My deepest apologies but I’ve been living off-the-grid for some time. After I completed my MA dissertation I needed time to heal. I never came back after nine days. When I finally escaped the zone, I found myself prisoned in a new one. Finishing my dissertation completely drained by battery; thwarted my inspiration and I didn’t feel like spending any more time in front of a computer. For while I went back to reading and stopped writing. Fifteen thousand words killed my inspiration. I lost my voice; my inspiration. I forgot how to write. Creating sentences with words was no longer an art I could master.

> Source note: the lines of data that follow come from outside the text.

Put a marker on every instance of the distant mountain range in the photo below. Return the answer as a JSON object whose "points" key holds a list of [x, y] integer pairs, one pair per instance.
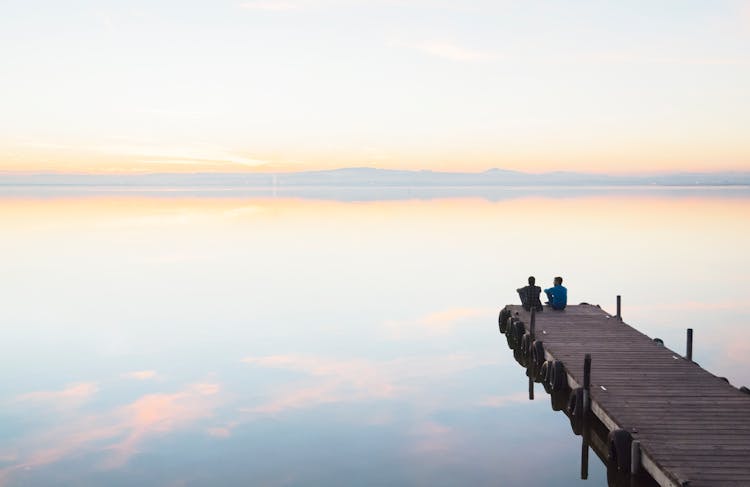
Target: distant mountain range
{"points": [[371, 177]]}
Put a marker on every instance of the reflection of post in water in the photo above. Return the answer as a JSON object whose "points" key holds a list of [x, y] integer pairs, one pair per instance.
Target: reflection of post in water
{"points": [[531, 368], [586, 413], [614, 448]]}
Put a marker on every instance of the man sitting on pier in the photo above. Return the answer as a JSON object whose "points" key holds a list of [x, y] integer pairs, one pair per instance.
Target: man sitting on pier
{"points": [[530, 295], [557, 295]]}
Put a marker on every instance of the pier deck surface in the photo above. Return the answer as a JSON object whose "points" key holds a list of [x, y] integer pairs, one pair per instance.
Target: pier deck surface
{"points": [[694, 427]]}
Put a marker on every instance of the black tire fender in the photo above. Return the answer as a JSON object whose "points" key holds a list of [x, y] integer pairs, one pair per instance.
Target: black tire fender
{"points": [[526, 345], [619, 442], [537, 353], [558, 379]]}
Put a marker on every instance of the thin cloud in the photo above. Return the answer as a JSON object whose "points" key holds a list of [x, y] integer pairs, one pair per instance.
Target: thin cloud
{"points": [[270, 5], [73, 393], [140, 375], [437, 323], [453, 52]]}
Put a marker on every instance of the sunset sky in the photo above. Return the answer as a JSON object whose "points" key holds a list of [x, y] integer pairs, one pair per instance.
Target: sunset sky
{"points": [[146, 86]]}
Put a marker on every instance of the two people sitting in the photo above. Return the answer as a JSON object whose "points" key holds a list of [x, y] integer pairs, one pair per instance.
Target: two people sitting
{"points": [[557, 295]]}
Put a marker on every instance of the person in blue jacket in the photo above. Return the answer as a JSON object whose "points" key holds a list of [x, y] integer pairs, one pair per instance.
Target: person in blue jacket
{"points": [[557, 295]]}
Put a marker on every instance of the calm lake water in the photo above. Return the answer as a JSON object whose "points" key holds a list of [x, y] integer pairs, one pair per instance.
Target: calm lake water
{"points": [[228, 338]]}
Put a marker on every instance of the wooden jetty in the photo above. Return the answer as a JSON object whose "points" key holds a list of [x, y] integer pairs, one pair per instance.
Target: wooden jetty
{"points": [[685, 426]]}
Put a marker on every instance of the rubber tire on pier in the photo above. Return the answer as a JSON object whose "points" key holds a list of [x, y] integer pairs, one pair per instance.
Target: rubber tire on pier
{"points": [[545, 373], [526, 346], [537, 353], [510, 334], [558, 377], [619, 442], [502, 320], [575, 410]]}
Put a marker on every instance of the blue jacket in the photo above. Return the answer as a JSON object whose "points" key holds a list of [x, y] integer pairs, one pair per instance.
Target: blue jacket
{"points": [[558, 296]]}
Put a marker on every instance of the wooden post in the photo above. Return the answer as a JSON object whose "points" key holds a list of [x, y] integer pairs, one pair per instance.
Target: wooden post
{"points": [[635, 457], [586, 406], [585, 454], [619, 307], [531, 387], [586, 384]]}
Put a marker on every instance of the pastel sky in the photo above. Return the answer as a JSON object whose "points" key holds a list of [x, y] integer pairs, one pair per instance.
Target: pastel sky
{"points": [[143, 86]]}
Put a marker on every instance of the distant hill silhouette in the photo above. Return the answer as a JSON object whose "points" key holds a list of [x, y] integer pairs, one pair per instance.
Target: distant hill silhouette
{"points": [[372, 177]]}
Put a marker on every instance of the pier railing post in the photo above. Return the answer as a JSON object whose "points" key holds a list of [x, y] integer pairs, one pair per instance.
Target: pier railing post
{"points": [[619, 307]]}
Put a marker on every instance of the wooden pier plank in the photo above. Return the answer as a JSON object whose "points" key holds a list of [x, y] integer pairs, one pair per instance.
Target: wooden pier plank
{"points": [[693, 426]]}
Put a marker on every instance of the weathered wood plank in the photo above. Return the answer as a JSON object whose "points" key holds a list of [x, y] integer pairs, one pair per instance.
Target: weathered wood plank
{"points": [[693, 426]]}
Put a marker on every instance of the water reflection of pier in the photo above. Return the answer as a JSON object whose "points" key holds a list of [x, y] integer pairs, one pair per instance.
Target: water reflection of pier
{"points": [[652, 416]]}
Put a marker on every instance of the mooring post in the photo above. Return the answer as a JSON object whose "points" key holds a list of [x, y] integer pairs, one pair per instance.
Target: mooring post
{"points": [[584, 455], [532, 325], [586, 406], [619, 307], [635, 457], [586, 383], [531, 388]]}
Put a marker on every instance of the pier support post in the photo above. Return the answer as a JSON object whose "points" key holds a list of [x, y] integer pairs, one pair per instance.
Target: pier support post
{"points": [[586, 407], [619, 307], [586, 384], [532, 325], [635, 457]]}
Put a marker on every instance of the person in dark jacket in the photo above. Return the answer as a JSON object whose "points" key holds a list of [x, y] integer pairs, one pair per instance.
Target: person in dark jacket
{"points": [[530, 295]]}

I’ve been absent for a very long time. I made a promise I couldn’t keep. I fell down a rabbit hole and ended up far away from Wonderland. There was no Queen of Hearts screaming “Off with their heads!”. Neither a rabbit with a pocket watch nor a mad hatter challenging me with his riddles.

Do you know me? Do you know my name? You might think you do but you don’t. If you were to guess: Where do you think I’m from? 

I took the anonymity of the World Wide Web for granted. Thought I could hide. For a moment I thought everyone I knew was reading the words I wrote and published. Paranoia got a hold of me. But I have remained anonymous. My cover has not been blown. You don’t know my name or my story.

There’s no excitement any more. No recognition of the hard work I do. No grades. No evaluation. Just people who think they’re better than me. I want out. I’m counting down the days. Till the end of April, they told me. I’ll hold you to it. Come May, I’ll be gone. I applied for a new job. I got a job interview this week. Hopefully, the outcome will be entirely positive. Edit: I got the job!

Once again I find myself at a crossroad and I don’t know which road to take. Do I go left, right or perhaps I should go straight ahead?